The program of the Peace Petition was a part of their consensus, but it also extended to include a concern for development issues and opposition to U.S. intervention in Central America. Several activists felt that the whole conference had an air of unreality, and I suspect that some government representatives, from a different perspective, shared that feeling.

I had hoped that more parliamentarians and more journalists would have attended the confer ence; only one of each showed up. As soon as the conference opened, several participants noted that women were rather less than equally represented; further, all the women present were peace activists – not a single woman from the government came; and of the people who had been asked to present positions, not one was a woman.
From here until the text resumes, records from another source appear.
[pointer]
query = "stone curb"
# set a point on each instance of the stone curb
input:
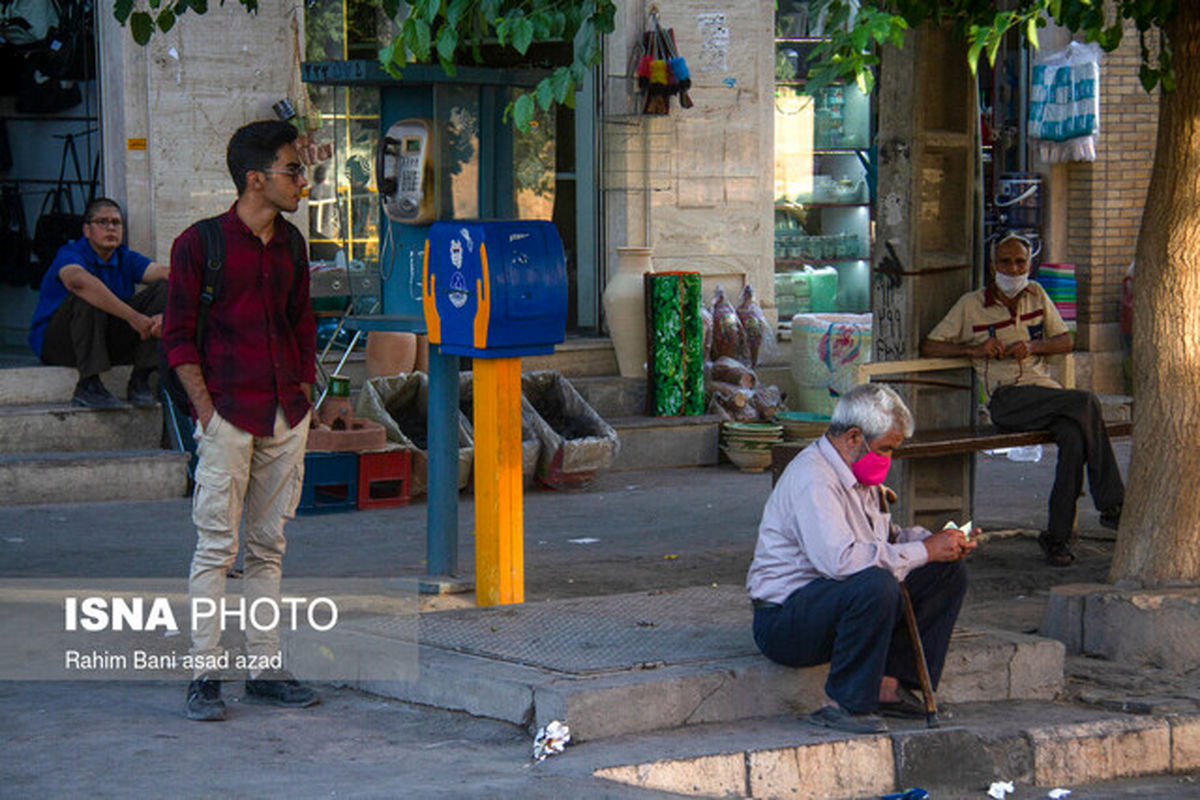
(828, 765)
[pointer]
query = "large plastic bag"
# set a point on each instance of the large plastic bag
(760, 337)
(729, 337)
(575, 441)
(401, 403)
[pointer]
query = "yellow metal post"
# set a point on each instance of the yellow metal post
(499, 515)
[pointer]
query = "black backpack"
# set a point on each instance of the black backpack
(213, 245)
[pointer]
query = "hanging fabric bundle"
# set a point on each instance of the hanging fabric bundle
(660, 70)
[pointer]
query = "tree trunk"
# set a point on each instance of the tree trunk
(1159, 537)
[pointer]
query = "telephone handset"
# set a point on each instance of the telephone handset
(406, 172)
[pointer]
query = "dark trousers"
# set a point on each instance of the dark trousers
(856, 625)
(82, 336)
(1077, 422)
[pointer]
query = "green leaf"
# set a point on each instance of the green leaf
(1149, 77)
(977, 43)
(522, 112)
(142, 26)
(522, 35)
(121, 10)
(545, 94)
(563, 83)
(448, 42)
(419, 41)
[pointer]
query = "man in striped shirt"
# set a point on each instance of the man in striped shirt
(1007, 328)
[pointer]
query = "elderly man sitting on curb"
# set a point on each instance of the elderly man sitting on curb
(90, 313)
(1007, 328)
(827, 569)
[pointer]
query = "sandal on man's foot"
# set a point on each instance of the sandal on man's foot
(1057, 553)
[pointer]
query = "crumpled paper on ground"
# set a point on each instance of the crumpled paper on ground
(1000, 789)
(551, 740)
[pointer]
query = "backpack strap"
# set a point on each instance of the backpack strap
(213, 244)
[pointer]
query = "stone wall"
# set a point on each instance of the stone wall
(1104, 203)
(172, 106)
(695, 185)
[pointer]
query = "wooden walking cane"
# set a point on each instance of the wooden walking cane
(918, 655)
(888, 497)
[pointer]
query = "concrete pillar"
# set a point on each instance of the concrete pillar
(925, 229)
The conference organizers made some attempts to rectify this situation, but an unfortunate tone had been set which to some extent lasted throughout the conference.

I personally found the conference very interesting, if somewhat inconclusive; but I know that some other peace activists who attended did not find it particularly worthwhile.

I feel that the willingness of government representatives to attend demonstrates the impact of the disarmament movement. I also believe that this dialogue was only part of a continuing process which is necessary for our success.

The peace movement must convince the mainstream; we should not dilute our message, but we cannot remain a political fringe. Most of our efforts, of course, should be directed to the grass roots, but bureaucrats are also a part of public opinion, an’d perhaps we have been too willing to dismiss them.

The conference also provided an opportunity for peace activists from around the country to gather and talk to each other. Informal discussion occurred during breaks and meals, and in addition, a more formal meeting was arranged for Sunday, June 10th, for those who could stay. Representatives were present from Vancouver, Edmonton, Saskatoon, Toronto, Ottawa, Montreal and Halifax.

Much of the discussion concerned the current state of the Peace Petition Caravan Campaign, and also future plans, including the cross-country caravan and election strategy. The possibility of forming a national co-ordinating committee was discussed; most agreed that some co-ordination would be a good idea, but there were some fears and reservations, particularly about the creation of a peace bureaucracy and about the dominance of major centers, such as Vancouver or Toronto. Others, however, felt that a properly constituted committee could help to protect the interests of smaller communities. We all agreed that it was important to take every opportunity to improve networking across the country.